Kafein: Sadece bir alışkanlık mı yoksa genlerimizde mi var?

‘Güne başlama’ ve ‘uyanabilme’ durumları çoğu insana ortak bir şeyi düşündürür: kahve. Birçok ülkede ve birçok farklı şirket tarafından farklı türleri hasat edilen ve Türkiye’de herkesin yılda ortalama 1 kg tükettiği (1) kahve, hayatımızda bize zevk veren ve bazen de ihtiyacını yoğun bir şekilde hissettiğimiz bir içecek. Genellikle kahvenin günümüze başlamamıza yardım etmesi, içindeki etken madde kafeinden kaynaklanmaktadır. Kafein, Dünya’da en fazla tüketilen psiko-aktif maddedir (2).

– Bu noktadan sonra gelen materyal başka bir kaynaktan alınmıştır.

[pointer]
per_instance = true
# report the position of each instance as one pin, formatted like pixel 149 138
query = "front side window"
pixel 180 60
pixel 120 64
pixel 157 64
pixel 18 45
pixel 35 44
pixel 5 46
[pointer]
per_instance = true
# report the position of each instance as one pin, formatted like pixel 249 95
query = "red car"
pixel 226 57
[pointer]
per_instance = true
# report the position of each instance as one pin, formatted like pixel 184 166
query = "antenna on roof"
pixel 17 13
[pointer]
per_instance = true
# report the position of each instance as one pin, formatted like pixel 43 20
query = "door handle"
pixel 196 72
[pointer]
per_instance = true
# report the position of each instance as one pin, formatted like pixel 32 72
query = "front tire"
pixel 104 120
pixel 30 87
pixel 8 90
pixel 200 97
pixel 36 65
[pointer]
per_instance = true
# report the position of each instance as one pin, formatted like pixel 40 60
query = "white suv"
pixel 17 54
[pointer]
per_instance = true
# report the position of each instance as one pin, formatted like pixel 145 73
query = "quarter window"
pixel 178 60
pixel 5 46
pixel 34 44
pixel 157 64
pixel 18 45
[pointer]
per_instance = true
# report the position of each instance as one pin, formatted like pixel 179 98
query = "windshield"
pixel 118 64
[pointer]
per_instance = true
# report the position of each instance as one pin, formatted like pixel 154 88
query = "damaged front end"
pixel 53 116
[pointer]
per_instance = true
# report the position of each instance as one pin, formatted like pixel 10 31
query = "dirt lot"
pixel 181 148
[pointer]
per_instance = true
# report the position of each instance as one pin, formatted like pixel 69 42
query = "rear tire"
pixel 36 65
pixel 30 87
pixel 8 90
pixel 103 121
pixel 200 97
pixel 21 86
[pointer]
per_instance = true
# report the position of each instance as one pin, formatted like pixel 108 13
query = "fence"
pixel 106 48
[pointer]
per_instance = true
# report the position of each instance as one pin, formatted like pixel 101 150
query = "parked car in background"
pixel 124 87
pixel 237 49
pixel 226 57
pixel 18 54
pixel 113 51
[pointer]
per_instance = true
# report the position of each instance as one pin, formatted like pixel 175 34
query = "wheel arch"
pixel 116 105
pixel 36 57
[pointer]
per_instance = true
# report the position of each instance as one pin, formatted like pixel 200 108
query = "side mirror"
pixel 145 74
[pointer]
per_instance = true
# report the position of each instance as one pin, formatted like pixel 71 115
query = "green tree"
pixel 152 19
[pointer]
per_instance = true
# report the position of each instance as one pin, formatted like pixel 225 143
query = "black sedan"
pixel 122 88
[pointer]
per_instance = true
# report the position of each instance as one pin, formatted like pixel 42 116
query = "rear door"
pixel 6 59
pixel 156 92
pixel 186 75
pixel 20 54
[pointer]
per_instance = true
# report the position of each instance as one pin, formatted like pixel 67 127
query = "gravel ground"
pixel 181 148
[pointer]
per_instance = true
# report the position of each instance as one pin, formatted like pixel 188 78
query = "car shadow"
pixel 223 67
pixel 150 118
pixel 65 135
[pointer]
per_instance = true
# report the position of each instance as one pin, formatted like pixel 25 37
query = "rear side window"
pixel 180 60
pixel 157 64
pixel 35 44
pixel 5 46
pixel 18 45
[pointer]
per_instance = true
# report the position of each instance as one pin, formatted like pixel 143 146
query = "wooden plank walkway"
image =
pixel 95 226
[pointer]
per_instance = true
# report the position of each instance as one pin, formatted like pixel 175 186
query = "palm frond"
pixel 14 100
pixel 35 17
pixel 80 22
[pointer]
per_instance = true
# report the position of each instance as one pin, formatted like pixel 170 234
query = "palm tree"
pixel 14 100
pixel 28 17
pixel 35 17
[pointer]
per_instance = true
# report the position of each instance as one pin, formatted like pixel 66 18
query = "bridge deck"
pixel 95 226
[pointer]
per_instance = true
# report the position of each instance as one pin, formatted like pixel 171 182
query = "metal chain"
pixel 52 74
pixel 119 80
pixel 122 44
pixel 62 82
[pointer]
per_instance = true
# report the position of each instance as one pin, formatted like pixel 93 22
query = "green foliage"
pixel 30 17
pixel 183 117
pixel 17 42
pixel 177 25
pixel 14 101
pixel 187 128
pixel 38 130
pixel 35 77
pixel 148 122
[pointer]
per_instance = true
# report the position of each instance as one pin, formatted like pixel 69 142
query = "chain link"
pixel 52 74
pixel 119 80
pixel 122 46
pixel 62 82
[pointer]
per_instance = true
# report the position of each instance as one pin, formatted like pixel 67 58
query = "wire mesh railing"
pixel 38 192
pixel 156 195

Ancak aynı kategoride bulunduğu birçok maddeden farklı olarak da kullanımı neredeyse denetlenmemektedir. Kafein, birçok alanda yaygın olarak kullanılan bir maddedir. Bu duruma örnek olarak baş ağrılarına karşı kullanılan, Aspirin benzeri ilaçların içinde bulunması, astım tedavisinde kullanılması ve iştah azaltıcı maddelerin içine eklenmesi verilebilir (2). Ancak kafeinin etkilerinden günlük hayatta bizler için belki de en önemli olanı, adenozinin getirdiği uykululuk durumunun önüne geçebilmesidirve verimli bir şekilde çalışabilmemiz için ‘gerekli enerjiyi toplayabilmemizi sağlamasıdır’. Peki, kafein bunu nasıl gerçekleştirmektedir? Bu konuda yapılan araştırmaların verdiği sonuçları yorumlamak çok karışık bir çalışmadır ve yapılan birçok araştırma da kesin sonuç vermemektedir (2, 3, 4). Bunun en büyük nedeni de kafeinin insanlar tarafından genellikle çay, kahve, kola gibi içecekler içinde tüketilmesi ve dolayısıyla etkisinin bu içecekler içinde bulunan diğer etken maddeler tarafından da değiştirilebileceğidir (2). Aynı zamanda kafeinin kişiler üzerinde yarattığı etkiler, birçok kişisel parametreye ve bireylerin psikoloji durumlarına (uyku, anksiyete vb.) da bağlıdır (2, 4).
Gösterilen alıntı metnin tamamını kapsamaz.